Decide who will be responsible for your cyber security policies
- The board should have sight on threats to their organisation. Take a “ground truth” view of you organisations current cyber posture. View yourself through the lens of the hostile attacker.
- Even if you enlist another company, you still need someone within your firm to be the high-level decision maker, especially if there is a breach and action is required.
- Always plan, making sure you have the proper procedures in place is essential if you want to operate effectively.
- Define all staff members’ responsibility for cyber security, and make sure they know the consequences should they or your company fall victim to a cyber attack.
- Review your current policies regarding internet access (if you don’t have any, create some) for all company-owned devices. Ensure you have physical security for your office building, data center and staff, especially if employees travel home with company devices, or have been working from home extensively during lock down.
- You need to set password policies and encryptions for all data.
- Make sure you have decommissioning procedures in place. Have your IT department log all employees who own or lease company property.
Defence in Depth
Defence in Depth refers to a cyber security approach in which a series of security mechanisms and controls are thoughtfully layered throughout an organisation to protect it from hostile attacks. While no individual mitigation can stop all cyber threats, together they provide mitigations against a wide variety of threats while incorporating redundancy in the event one mechanism fails. When successful, this approach significantly bolsters protection against many attack vectors.

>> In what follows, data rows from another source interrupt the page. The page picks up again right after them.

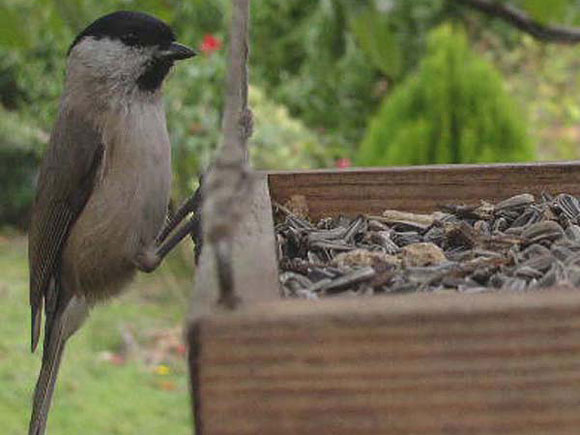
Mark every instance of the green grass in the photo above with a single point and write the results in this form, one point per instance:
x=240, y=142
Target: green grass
x=94, y=395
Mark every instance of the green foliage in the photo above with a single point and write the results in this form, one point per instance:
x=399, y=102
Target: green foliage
x=454, y=110
x=547, y=77
x=18, y=163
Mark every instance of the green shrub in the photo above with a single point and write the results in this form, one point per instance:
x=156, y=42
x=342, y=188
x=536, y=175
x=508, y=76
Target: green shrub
x=19, y=158
x=455, y=109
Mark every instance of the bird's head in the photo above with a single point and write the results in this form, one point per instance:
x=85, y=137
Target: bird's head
x=126, y=50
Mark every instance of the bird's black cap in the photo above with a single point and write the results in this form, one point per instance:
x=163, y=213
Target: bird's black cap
x=133, y=28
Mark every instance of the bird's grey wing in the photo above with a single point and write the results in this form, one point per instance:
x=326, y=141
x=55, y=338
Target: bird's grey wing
x=66, y=179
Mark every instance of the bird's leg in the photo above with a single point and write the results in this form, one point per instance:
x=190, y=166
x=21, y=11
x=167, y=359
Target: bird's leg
x=173, y=232
x=191, y=205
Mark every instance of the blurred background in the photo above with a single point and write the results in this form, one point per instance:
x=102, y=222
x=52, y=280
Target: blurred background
x=334, y=83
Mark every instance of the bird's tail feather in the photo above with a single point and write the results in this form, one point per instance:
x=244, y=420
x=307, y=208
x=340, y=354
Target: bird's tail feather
x=51, y=359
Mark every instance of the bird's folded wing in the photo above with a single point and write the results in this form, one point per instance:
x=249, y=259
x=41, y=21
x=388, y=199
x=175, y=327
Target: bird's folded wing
x=67, y=176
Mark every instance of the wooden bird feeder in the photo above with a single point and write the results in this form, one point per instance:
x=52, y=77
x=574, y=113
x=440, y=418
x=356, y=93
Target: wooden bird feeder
x=450, y=364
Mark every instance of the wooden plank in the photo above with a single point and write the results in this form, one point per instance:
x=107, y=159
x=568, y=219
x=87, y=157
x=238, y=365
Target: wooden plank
x=420, y=188
x=498, y=363
x=255, y=267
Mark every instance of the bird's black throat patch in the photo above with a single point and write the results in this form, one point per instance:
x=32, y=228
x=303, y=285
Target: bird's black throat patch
x=154, y=75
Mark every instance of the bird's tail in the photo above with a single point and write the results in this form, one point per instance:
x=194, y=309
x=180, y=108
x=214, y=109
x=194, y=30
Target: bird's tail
x=51, y=358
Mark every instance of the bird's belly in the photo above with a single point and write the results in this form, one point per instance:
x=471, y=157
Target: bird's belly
x=121, y=219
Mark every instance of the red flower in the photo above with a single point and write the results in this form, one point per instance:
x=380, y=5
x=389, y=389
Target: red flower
x=343, y=162
x=210, y=44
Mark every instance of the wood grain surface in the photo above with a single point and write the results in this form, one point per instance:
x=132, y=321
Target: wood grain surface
x=419, y=188
x=419, y=364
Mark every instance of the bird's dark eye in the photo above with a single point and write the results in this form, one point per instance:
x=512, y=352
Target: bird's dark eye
x=130, y=38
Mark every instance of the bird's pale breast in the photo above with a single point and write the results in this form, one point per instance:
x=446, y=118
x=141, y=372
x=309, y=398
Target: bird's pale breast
x=127, y=206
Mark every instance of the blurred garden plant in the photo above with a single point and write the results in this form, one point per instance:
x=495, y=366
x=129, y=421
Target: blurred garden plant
x=455, y=109
x=321, y=71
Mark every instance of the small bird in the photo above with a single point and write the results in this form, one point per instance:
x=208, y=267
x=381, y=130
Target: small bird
x=104, y=184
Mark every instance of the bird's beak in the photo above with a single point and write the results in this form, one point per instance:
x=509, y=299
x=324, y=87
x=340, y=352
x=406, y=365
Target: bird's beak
x=177, y=51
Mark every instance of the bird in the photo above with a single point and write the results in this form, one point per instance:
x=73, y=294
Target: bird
x=103, y=189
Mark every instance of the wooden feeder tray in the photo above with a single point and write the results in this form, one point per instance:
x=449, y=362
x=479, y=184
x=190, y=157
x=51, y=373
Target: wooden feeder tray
x=421, y=363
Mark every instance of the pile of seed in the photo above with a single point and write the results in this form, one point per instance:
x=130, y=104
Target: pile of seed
x=520, y=244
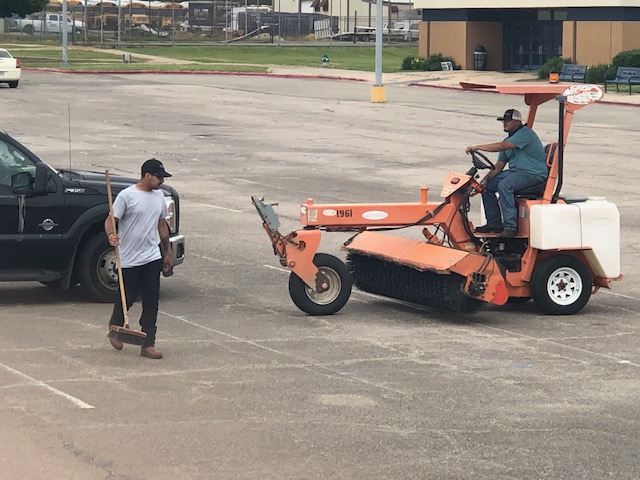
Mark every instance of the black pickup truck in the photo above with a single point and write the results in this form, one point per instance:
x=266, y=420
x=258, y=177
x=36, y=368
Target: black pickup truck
x=52, y=224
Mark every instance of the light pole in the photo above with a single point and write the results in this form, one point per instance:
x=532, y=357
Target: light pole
x=377, y=91
x=65, y=46
x=119, y=15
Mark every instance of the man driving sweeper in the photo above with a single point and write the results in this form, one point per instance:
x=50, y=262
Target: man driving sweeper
x=526, y=157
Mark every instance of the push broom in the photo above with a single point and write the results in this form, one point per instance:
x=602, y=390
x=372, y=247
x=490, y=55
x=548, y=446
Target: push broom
x=123, y=334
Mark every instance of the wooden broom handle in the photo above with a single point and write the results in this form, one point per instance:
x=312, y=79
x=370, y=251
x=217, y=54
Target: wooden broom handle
x=123, y=297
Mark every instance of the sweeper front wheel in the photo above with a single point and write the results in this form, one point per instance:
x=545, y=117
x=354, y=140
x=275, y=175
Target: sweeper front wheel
x=333, y=298
x=561, y=285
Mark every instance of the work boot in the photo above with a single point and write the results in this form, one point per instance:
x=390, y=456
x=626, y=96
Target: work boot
x=115, y=343
x=489, y=229
x=150, y=352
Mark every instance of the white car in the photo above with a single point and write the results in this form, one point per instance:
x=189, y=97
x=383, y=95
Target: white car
x=9, y=69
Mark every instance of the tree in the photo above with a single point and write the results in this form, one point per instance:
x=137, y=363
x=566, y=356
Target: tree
x=21, y=7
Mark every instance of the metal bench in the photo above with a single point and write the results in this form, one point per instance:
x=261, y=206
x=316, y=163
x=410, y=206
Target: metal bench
x=573, y=73
x=624, y=76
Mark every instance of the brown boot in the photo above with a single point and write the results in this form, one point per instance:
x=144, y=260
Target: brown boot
x=115, y=343
x=150, y=352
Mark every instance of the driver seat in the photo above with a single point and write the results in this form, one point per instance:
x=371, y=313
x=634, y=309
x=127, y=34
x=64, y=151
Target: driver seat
x=537, y=190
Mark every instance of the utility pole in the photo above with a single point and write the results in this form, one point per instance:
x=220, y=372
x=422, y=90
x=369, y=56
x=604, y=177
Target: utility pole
x=377, y=91
x=119, y=19
x=65, y=46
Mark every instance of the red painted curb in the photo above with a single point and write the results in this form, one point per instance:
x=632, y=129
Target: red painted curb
x=275, y=75
x=179, y=72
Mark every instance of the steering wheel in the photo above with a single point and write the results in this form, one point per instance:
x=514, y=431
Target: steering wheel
x=480, y=161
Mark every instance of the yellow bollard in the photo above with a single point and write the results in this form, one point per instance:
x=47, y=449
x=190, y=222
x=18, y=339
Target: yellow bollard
x=377, y=94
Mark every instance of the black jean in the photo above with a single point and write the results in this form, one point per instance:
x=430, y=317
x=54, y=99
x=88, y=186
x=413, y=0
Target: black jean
x=145, y=280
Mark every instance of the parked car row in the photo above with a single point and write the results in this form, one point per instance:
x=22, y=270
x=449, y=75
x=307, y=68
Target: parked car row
x=10, y=69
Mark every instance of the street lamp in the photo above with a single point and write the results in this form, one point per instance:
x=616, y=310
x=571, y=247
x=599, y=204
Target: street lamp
x=65, y=47
x=377, y=91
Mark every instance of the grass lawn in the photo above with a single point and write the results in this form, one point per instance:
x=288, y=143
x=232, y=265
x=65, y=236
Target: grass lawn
x=232, y=58
x=350, y=58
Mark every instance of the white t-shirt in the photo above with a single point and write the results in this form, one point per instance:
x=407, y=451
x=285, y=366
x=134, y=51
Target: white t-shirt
x=138, y=213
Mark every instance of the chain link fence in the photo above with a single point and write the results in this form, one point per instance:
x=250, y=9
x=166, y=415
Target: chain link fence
x=137, y=22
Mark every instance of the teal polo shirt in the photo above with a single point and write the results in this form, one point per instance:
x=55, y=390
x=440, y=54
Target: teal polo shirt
x=528, y=156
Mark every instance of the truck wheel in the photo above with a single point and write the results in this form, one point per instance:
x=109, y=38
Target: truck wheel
x=561, y=285
x=98, y=272
x=329, y=301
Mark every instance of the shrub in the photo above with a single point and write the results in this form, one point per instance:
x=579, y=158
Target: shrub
x=596, y=73
x=552, y=65
x=431, y=64
x=628, y=58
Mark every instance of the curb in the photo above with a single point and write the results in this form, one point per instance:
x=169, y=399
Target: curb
x=180, y=72
x=266, y=74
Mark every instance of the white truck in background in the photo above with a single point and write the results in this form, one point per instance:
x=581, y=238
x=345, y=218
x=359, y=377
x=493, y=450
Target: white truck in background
x=45, y=23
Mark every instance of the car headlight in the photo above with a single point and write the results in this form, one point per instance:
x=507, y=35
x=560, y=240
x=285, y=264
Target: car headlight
x=171, y=216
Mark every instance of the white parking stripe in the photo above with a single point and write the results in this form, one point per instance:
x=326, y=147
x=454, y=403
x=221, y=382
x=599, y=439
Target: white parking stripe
x=503, y=330
x=309, y=366
x=37, y=383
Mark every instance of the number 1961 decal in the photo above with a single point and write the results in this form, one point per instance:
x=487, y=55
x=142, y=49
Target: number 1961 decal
x=375, y=215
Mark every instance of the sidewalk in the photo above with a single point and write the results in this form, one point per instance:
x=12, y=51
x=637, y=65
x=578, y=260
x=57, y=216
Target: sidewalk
x=439, y=79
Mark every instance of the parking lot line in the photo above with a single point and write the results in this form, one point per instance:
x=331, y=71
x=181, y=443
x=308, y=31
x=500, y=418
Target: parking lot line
x=37, y=383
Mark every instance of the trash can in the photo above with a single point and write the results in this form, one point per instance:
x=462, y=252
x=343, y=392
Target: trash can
x=480, y=58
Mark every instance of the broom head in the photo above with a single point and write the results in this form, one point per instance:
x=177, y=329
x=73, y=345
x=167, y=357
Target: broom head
x=126, y=335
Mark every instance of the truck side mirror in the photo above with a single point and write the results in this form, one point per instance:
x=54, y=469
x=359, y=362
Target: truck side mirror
x=23, y=183
x=42, y=179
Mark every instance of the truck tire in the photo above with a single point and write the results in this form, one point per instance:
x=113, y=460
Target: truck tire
x=330, y=301
x=561, y=285
x=97, y=270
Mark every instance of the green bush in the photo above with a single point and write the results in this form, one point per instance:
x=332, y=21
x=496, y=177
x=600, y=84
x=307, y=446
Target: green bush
x=596, y=73
x=628, y=58
x=433, y=63
x=552, y=65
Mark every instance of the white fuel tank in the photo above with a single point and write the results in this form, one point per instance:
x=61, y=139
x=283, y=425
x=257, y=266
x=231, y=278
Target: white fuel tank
x=600, y=222
x=594, y=224
x=555, y=225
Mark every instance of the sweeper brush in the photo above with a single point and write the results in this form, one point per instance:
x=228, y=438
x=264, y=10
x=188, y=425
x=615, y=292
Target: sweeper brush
x=563, y=250
x=430, y=289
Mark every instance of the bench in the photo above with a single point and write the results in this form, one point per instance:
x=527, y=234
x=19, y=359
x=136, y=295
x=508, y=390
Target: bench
x=624, y=76
x=573, y=73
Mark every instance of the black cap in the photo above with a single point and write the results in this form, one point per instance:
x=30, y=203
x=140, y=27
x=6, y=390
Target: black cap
x=154, y=167
x=511, y=114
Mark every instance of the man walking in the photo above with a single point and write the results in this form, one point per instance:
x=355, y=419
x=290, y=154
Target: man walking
x=140, y=213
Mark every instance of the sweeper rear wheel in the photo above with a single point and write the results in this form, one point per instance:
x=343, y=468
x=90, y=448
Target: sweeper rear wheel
x=561, y=285
x=331, y=300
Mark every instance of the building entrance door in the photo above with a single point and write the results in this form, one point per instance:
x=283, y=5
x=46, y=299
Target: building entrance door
x=527, y=45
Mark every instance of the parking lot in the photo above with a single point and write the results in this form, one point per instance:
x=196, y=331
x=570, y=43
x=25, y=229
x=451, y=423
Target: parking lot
x=252, y=388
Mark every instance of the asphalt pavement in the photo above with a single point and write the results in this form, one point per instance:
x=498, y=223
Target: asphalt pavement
x=252, y=388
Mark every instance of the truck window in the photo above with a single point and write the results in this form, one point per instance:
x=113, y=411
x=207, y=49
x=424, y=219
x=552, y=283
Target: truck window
x=12, y=162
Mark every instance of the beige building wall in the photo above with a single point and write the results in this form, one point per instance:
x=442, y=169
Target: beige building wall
x=488, y=34
x=592, y=43
x=458, y=40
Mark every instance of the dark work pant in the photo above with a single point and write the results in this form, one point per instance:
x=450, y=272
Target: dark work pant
x=145, y=280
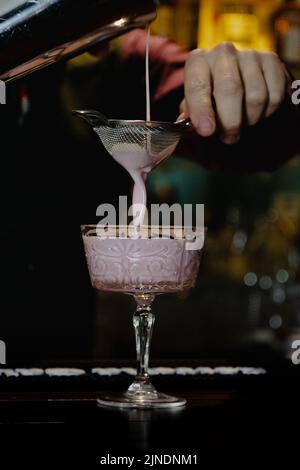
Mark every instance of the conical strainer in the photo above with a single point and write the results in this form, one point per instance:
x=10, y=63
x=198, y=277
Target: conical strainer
x=145, y=143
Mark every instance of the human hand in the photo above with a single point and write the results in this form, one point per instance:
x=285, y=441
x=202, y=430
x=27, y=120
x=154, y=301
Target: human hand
x=225, y=88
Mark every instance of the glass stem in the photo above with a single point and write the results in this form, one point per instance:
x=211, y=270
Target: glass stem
x=143, y=322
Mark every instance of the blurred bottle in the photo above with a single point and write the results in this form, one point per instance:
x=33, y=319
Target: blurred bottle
x=286, y=26
x=178, y=20
x=246, y=23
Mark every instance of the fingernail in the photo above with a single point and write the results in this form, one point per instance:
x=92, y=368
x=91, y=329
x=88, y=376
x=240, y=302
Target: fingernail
x=205, y=126
x=181, y=117
x=231, y=139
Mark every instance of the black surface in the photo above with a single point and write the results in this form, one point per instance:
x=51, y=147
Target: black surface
x=227, y=418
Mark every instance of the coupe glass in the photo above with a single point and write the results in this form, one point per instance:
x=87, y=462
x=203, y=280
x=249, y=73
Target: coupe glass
x=143, y=266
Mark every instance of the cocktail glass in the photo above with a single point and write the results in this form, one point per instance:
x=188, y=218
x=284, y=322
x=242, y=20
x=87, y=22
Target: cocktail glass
x=154, y=261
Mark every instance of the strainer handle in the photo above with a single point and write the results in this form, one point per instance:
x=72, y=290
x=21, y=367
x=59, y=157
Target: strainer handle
x=94, y=118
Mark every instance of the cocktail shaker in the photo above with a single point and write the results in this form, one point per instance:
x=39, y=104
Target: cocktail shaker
x=37, y=33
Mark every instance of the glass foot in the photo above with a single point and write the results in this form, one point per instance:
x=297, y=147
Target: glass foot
x=127, y=400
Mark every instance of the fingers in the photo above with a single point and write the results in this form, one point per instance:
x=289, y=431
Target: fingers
x=256, y=92
x=228, y=92
x=228, y=87
x=198, y=93
x=275, y=79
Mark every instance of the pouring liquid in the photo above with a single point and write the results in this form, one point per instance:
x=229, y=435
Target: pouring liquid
x=139, y=174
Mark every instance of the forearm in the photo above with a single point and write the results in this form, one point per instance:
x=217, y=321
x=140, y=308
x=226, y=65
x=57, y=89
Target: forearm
x=263, y=147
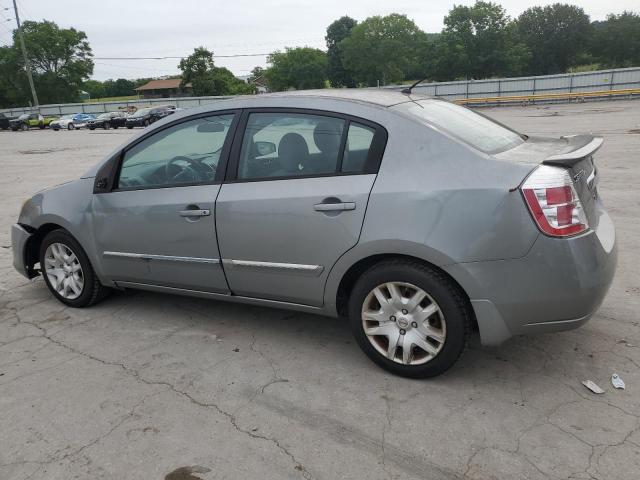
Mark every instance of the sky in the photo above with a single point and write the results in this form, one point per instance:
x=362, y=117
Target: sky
x=155, y=28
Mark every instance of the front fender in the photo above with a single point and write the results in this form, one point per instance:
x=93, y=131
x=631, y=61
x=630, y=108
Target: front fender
x=69, y=206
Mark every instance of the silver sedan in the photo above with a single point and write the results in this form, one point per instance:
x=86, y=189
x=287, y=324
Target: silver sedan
x=417, y=220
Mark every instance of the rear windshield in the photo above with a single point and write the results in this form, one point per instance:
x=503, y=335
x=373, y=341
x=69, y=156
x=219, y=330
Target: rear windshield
x=472, y=128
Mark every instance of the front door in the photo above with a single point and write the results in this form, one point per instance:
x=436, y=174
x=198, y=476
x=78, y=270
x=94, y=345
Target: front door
x=295, y=203
x=157, y=226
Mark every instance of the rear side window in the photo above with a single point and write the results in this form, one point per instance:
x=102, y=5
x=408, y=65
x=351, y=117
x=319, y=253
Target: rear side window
x=468, y=126
x=288, y=145
x=356, y=152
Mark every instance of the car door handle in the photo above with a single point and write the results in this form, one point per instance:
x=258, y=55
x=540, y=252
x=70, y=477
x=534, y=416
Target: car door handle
x=194, y=213
x=334, y=207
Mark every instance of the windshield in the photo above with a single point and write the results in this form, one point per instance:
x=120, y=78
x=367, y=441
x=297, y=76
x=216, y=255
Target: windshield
x=472, y=128
x=142, y=112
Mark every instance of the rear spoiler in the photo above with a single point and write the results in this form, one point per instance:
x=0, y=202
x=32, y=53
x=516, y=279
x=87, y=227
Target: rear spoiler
x=579, y=147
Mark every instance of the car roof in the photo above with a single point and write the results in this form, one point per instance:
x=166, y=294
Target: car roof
x=377, y=96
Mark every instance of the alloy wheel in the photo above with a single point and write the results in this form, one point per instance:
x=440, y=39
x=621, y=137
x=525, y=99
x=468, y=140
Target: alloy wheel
x=63, y=271
x=403, y=323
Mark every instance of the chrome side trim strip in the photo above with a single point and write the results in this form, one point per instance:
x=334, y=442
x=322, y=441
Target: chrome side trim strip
x=226, y=297
x=170, y=258
x=296, y=268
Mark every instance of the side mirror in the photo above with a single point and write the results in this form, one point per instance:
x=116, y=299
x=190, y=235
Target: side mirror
x=265, y=148
x=210, y=127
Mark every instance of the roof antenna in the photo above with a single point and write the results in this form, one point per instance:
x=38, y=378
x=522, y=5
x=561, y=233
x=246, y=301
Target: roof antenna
x=407, y=91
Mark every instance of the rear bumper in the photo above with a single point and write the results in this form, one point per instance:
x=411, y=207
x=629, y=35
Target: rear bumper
x=19, y=239
x=557, y=286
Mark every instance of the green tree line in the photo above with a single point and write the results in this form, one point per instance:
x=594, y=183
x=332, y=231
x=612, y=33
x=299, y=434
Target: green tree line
x=477, y=41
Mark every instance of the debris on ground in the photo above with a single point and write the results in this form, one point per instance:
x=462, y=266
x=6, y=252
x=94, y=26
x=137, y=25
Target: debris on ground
x=592, y=386
x=617, y=382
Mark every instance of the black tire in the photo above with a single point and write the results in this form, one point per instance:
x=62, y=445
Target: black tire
x=92, y=291
x=437, y=285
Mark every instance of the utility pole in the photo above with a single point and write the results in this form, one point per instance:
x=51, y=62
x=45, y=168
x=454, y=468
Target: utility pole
x=26, y=59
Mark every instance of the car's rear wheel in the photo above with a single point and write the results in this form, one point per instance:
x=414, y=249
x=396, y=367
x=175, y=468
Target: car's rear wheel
x=409, y=318
x=67, y=271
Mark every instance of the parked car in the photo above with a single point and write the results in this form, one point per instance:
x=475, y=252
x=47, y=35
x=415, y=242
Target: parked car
x=72, y=121
x=107, y=120
x=29, y=120
x=468, y=224
x=146, y=116
x=4, y=121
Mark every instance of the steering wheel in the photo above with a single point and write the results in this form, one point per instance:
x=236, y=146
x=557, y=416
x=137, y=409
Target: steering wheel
x=195, y=171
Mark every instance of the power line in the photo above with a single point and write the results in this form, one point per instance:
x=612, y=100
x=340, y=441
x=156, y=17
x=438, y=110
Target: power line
x=181, y=57
x=24, y=53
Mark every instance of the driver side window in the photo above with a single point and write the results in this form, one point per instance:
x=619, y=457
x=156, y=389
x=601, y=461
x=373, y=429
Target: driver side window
x=184, y=154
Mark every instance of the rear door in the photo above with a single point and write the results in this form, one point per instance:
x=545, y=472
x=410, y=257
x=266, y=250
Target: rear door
x=294, y=200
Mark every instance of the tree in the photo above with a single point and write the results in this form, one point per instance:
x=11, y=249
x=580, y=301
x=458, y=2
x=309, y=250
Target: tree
x=196, y=70
x=383, y=49
x=95, y=89
x=616, y=41
x=556, y=35
x=479, y=41
x=257, y=74
x=297, y=68
x=336, y=32
x=60, y=59
x=206, y=79
x=14, y=89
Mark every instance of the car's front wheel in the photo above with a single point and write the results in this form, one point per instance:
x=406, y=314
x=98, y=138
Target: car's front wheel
x=409, y=318
x=67, y=271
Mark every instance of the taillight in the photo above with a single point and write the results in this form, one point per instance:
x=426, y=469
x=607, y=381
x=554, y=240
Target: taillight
x=553, y=201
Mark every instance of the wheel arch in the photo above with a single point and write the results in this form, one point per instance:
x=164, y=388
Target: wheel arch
x=342, y=281
x=32, y=247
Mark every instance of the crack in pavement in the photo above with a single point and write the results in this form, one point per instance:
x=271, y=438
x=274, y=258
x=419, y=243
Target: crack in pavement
x=298, y=466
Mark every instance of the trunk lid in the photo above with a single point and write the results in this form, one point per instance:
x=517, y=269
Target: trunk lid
x=575, y=153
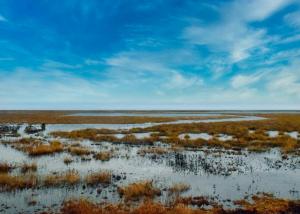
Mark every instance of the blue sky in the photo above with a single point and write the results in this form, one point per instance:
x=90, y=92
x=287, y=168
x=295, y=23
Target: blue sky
x=158, y=54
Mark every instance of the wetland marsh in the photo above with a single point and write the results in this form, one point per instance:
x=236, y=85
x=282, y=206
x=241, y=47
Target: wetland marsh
x=202, y=162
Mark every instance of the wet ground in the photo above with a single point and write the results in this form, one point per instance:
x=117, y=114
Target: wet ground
x=224, y=175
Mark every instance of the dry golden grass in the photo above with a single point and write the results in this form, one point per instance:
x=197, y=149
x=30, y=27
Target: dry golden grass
x=68, y=178
x=139, y=190
x=261, y=205
x=28, y=167
x=61, y=117
x=79, y=150
x=6, y=167
x=68, y=160
x=154, y=150
x=44, y=149
x=95, y=178
x=13, y=182
x=179, y=188
x=104, y=155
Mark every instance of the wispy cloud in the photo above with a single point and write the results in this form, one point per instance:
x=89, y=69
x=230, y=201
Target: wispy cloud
x=2, y=18
x=293, y=19
x=233, y=34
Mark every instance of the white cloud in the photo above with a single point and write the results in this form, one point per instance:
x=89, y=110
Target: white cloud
x=2, y=18
x=24, y=86
x=59, y=65
x=241, y=80
x=233, y=34
x=286, y=81
x=179, y=81
x=293, y=19
x=92, y=62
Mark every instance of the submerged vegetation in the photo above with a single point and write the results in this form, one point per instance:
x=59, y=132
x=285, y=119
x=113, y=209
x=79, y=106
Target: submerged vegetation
x=260, y=205
x=139, y=190
x=251, y=135
x=216, y=149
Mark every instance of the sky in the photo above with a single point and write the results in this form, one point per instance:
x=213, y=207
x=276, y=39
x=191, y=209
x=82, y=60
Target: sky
x=155, y=54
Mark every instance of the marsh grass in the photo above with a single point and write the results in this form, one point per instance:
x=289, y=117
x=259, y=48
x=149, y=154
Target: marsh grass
x=139, y=190
x=79, y=150
x=260, y=205
x=68, y=178
x=28, y=167
x=68, y=160
x=103, y=155
x=154, y=150
x=96, y=178
x=13, y=182
x=6, y=167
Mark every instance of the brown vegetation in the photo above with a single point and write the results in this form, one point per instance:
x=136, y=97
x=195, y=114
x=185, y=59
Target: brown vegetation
x=28, y=167
x=260, y=205
x=79, y=150
x=6, y=167
x=12, y=182
x=68, y=178
x=68, y=160
x=257, y=140
x=95, y=178
x=65, y=117
x=104, y=155
x=139, y=190
x=153, y=150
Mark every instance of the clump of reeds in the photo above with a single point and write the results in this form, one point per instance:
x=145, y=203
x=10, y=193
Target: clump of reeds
x=68, y=160
x=136, y=191
x=12, y=182
x=6, y=167
x=78, y=150
x=28, y=167
x=155, y=150
x=95, y=178
x=103, y=156
x=44, y=149
x=68, y=178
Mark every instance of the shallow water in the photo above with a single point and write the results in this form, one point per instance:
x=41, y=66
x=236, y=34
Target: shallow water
x=70, y=127
x=148, y=114
x=216, y=173
x=221, y=174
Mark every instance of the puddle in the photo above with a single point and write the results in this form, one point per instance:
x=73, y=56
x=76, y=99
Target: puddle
x=221, y=174
x=272, y=133
x=193, y=136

Like any business decision, you need to research and compare options before implementing cyber defences. A defence at depth approach will allow you to adopt a scalable bespoke solution for your organisations needs. Many third-party organisations provide cyber security, so the first step is to understand what services are available, and which best fit your specific business. Every organisation is different and therefore a bespoke pick and mix approach should be adopted to provide a robust cyber defence tool kit. The consequences of falling victim to a cyber attack will be detrimental to your organisation, including brand and reputation, and will result in financial loss. Depending on the type of attack this loss can be substantial. To ensure that your organisation is secure, it's crucial to balance the threat with the business's risk appetite and your skill set in-house before considering the appropriate technical controls or deciding what kind of external resources are needed to help support you. Considering these different elements will allow you to develop a cost-effective cyber security programme best suited for your organisation's needs and size.
What can you afford?
No business can predict when or how they will get a cyber threat, but they can fortify vulnerabilities and improve cyber hygiene in advance. Narrowing down the chance of being attacked will naturally reduce the need for event management, and all the associated costs. A cyber attack can make or break a company depending on how prepared they are. How much an organisation chooses to spend on cyber security should be an informed business decision, and will be unique to each company. When deciding budgets a question we should keep at the front of our minds is: Can we afford NOT to implement robust cyber security defences?